Donnie Darko Deconstructed

So I finally saw the film. Seems to make everyone's top ten, twenty, pick your number, greatest films of all time. Also seems everyone who's seen it recommends it highly, while everyone who hasn't seen it has no clue it even exists. I was formerly one of the ignorants, but cumulative praise via word of mouth finally sent me on a mission to Blockbuster.

As anyone who takes a gander at my favorite film list will immediately see, I've got a special place in my heart for Post-Modern films...not to mention music, art, and almost everything else in that stream... So this film did not fail to delight and excite--even if I happen to disagree with it fundamentally.

Donnie Darko is, basically, mysticism or romanticism for the Existentialist. I guess this was too much for the U.S. audience, so they had to market it as a horror teen flick. But in a way, horror and teen are also what it's all about. The protagonist is a young man suffering from what one philosopher called "angst" but which is better termed existential despair--something Post-Modern youth (like myself many moons ago) really, really get--not just in terms of understanding, but in terms of individual existence. While the film is very good, what makes it top the charts or hit home is this ability to communicate at a fundamental level what defines so many in this era of the Western world. But that is also precisely a fundamental reason why this film is self-contradictory.

Donnie is the Post-Modern superhero. Unlike Superman, who stands for truth and justice and fights against those who twist things to error so that a happy ending is not perverted, Donnie stands for finding meaning in the chaos, for creating his own truth in a world without it, for being able to face the unhappy ending with a smile because of the journey to that end. The road of Existentialism--either in the philosophy books or in this film--is a non-rational personal experience that gives hope and meaning to face a reality that is too much to bear and that would ultimately be better off destroyed (either in reality or outside it).
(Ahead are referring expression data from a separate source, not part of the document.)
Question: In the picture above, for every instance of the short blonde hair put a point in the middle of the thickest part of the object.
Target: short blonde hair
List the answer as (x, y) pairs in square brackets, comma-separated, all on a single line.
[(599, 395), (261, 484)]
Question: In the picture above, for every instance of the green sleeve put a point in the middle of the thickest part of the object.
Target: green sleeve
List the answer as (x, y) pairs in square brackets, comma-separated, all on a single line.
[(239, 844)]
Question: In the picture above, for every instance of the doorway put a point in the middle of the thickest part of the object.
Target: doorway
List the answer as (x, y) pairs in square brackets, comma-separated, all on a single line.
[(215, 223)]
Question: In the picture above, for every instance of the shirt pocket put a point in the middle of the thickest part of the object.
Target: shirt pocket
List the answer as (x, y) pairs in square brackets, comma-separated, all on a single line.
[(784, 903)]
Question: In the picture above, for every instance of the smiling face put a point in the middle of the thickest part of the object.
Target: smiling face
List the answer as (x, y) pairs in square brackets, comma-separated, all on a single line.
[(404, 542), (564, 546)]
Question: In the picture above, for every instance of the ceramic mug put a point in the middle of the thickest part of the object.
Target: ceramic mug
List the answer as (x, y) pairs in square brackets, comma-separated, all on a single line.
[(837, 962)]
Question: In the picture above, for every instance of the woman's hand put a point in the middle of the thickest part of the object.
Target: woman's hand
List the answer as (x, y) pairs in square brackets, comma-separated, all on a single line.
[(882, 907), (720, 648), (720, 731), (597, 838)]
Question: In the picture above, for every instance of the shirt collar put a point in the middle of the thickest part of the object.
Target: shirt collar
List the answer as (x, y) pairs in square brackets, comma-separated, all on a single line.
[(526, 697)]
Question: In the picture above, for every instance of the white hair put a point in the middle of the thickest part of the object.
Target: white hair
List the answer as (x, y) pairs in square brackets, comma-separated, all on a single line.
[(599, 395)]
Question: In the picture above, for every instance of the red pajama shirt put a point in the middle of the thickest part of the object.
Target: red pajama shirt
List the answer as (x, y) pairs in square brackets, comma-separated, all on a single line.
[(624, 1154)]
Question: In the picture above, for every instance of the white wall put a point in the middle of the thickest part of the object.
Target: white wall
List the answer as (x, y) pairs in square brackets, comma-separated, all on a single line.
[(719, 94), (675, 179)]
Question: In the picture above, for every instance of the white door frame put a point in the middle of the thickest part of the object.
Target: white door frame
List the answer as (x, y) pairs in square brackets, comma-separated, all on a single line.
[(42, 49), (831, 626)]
Like Sam Lowry in the Gilliam edit of Brazil, Donnie destroys the world by going insane--at least, that is how to describe it from outside the Post-Modern world-view. In the world-view of this film and many living in the world today, Donnie has not lost hold of reality, he has conquered it in the only way available to him until the end. He has saved himself and become the Existential savior. That is what makes him a comedic character instead of a tragic one. And it is also something that can inspire and give non-rational hope and meaning to other Existentialists who, living a self-contradictory existence anyway, will not mind defining themselves by the same token--in fact will glory in it.

1 Comments:

Anonymous Anonymous said...

"The road of Existentialism--either in the philosophy books or in this film--is a non-rational personal experience that gives hope and meaning to face a reality that is too much to bear and that would ultimately be better off destroyed (either in reality or outside it)."

This view limits the philosophical scope of Donnie Darko. The first time I saw it (when it first came out), it was clear to me that the character of Donnie possessed a thinking which payed great attention to the role of God in the story's unfolding events. The plot itself is very similar to that of the Last Temptation of Christ except that, in Donnie Darko, events in the alternative reality are generally not quite as idyllic. Both realities are a lot to bear from Donnie: one involves his own death; the other involves the death of two people.

The plot can be interpreted as functioning in such a way that Donnie's choice is only practically available to him (and the man dressed as a rabbit only appears to him) through supernatural (or preternatural) agency, which Donnie identifies in the film as God. Donnie's choice to accept the reality which entails his death gives no more "hope" to any existentialist than any other non-Gospel film which has a plot turning on self-sacrifice for the good of others, but if you believe in God, then Donnie's choice fits into a universe whose rules are governed by God, despite the existence of pain, and Donnie states the following in the film.

"I hope that when the world comes to an end, I can breathe a sigh of relief, because there will be so much to look forward to." This is not an expression existentialist angst or despair but an expression of hope in existence beyond the subjective world, and certainly not a wish for this or the next world to come to an end.